Tout au long du récit, Garemba revendique haut et fort son statut de femme insoumise. Le portrait qui en est fait est celui d’une maman seule dont l’émancipation se fait aussi au prix d’une maternité sacrifiée. Mme Garemba est heureuse ni en amour, ni en famille. La proposition de mariage qu’elle attend de Frédéric Feuchoux, son amant, tarde à venir. Saida, la femme de ménage la met en garde contre cet « amour physique et sans issue » comme dirait Mr. Serge Gainsbourg mais rien n’y fait. Elle refuse de regarder la difficulté de cet amour-impasse. C’est exactement ce que laisse entrevoir le dialogue-monologue que Garemba entame avec Frédéric son amant.
— Ça va mon bébé ? demanda Frédéric.
— Tu m’aimes ?
— Oui je t’aime.
[…]
— Tu m’aimeras toujours.
Frédéric bailla et rota à loisir : toujours, toujours, toujours. (HP 195)

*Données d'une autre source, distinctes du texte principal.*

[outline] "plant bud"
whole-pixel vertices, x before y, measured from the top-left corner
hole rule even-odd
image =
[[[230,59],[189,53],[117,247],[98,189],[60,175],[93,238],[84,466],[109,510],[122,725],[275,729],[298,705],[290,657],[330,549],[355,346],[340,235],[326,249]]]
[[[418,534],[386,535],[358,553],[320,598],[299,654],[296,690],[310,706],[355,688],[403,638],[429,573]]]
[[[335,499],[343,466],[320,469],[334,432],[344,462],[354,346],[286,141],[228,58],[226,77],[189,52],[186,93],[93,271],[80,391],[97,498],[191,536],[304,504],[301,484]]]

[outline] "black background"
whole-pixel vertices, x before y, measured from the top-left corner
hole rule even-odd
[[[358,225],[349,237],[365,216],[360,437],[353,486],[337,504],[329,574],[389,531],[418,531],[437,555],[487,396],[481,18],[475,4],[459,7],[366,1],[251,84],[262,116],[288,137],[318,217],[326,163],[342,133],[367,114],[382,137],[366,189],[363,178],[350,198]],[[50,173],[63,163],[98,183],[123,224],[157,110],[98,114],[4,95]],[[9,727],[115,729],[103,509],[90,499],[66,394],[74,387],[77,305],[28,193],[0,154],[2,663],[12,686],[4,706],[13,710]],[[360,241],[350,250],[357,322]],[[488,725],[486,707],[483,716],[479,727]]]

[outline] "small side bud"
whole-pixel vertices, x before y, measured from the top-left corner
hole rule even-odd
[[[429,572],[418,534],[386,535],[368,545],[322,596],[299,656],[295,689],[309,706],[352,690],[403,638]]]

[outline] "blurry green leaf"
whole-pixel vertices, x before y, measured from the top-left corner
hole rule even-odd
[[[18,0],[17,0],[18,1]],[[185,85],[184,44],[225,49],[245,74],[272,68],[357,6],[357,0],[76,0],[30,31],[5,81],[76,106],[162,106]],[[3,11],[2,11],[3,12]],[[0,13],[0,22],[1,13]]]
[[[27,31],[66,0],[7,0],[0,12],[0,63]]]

Dans ce même appartement du 20ème arrondissement de Paris, se croisent, à travers Mme Garemba et Saida la femme de ménage, deux âmes seules en quête d’un bonheur inscrit aux abonnés absents. L’une voit dans l’autre le reflet de son proche échec. La détresse, la joie ou la colère qui s’expriment dans la voix de Garemba sont aussi celles de son employée. Dans ce sens, Saida est un miroir, au vu de leur souffrance commune. La femme de maison est en réalité le pendant de la maîtresse de maison. Quand celle-ci déclare, en parlant de Saida : « La pauvre ! Tu te rends compte qu’à son âge, elle n’a pas de maison, pas d’enfants, même pas quelqu’un à qui penser. » (196), le lecteur comprend qu’il s’agit de l’hôpital qui se moque de la charité. La femme de ménage se mettra en quatre pour aider sa patronne mais ses efforts ne suffisent pas. Mme Garemba, vieillissante et à bout de souffle se donne la mort. Cette tragédie peut donc, d’une certaine façon, être lue comme le prix de la liberté.

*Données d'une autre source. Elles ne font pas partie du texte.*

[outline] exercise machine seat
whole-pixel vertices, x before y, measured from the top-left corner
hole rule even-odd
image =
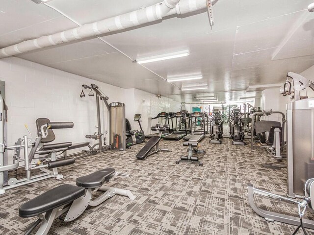
[[[142,160],[145,158],[146,155],[151,151],[156,144],[160,141],[161,137],[159,136],[153,136],[147,141],[144,146],[136,154],[136,158],[138,159]]]
[[[20,207],[19,215],[23,218],[39,215],[49,211],[71,203],[85,195],[85,188],[71,185],[55,188]]]
[[[37,133],[38,133],[38,135],[40,134],[40,127],[43,125],[45,125],[48,122],[51,122],[50,120],[45,118],[38,118],[36,120],[36,126],[37,128]],[[45,131],[47,131],[46,128],[45,128]],[[54,135],[54,133],[52,129],[49,129],[47,133],[47,137],[46,138],[42,139],[40,141],[41,142],[49,143],[50,142],[52,142],[55,139],[55,136]]]
[[[255,132],[257,133],[262,133],[269,131],[272,126],[281,126],[281,123],[279,121],[262,120],[255,123]]]
[[[53,150],[58,148],[64,148],[70,147],[72,145],[72,142],[65,142],[64,143],[52,143],[51,144],[45,144],[42,146],[39,150]]]
[[[128,118],[126,118],[126,134],[127,135],[132,135],[132,126]]]
[[[83,148],[84,147],[86,147],[86,146],[88,146],[88,145],[89,145],[89,142],[82,142],[82,143],[74,143],[72,145],[69,146],[67,149],[67,150],[70,150],[71,149],[75,149],[76,148]]]
[[[272,126],[269,130],[269,134],[268,135],[268,139],[266,141],[266,143],[270,145],[274,144],[274,140],[275,139],[275,128],[278,128],[280,130],[279,133],[279,139],[280,145],[282,145],[283,142],[283,135],[282,135],[282,128],[280,126]]]
[[[114,176],[116,171],[113,168],[107,168],[77,179],[77,185],[85,188],[101,187],[105,182]]]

La liberté est aussi ce à quoi aspire M’ammaryam dans le roman Maman a un Amant (M [3]Beyala, Calixthe, Maman a un Amant. Paris : Albin Michel, coll. J’ai Lu, 1993.. Mariée à M. Abou Traoré, elle va tenter, malgré les quolibets, de tenir tête aux hommes de la communauté africaine de Belleville. Le scandale commence quand l’épouse modèle décide de filer le parfait amour avec Mr. Tichit un homme rencontré pendant les vacances familiales en Lozère (France). L’affaire fait l’effet d’un coup de tonnerre parce que M’ammaryam nous est présentée, en amont, comme une bonne épouse dans la plus pure tradition musulmane.
Il n’y avait pas l’ombre du doute. M’am a un amant ! Khaie ! Khaie ! Khaie ! Walaie ! Certains tapaient dans leurs mains. D’autres frappaient leurs cuisses et rigolaient […] c’est le genre de scoop à te faire courir dans le soleil sans savoir où se trouvent ta bouche et ton trou du cul. (MAA 6-7)
Fatiguée d’être délaissée par son mari, M’ammaryam décide de briser les entraves d’une tradition qui l’aliène. La transgression émeut profondément le microcosme africain de Belleville. Non seulement elle prend un amant mais clame haut et fort qu’elle veut suivre des cours d’alphabétisation. M’ammaryam, selon Calixte Beyala, se résout, après de longues années de soumission, à passer outre les règles de convenance conjugale. Elle essaie de recentrer sa vie sur ses propres désirs. Le dialogue qu’elle entame avec son mari souligne assez clairement la gravité du moment.
— Qu’est-ce que tu veux au juste ? Me tuer ? (M. Abdou Traoré)
— Je veux la justice, elle répond. (Ma’ Maryam)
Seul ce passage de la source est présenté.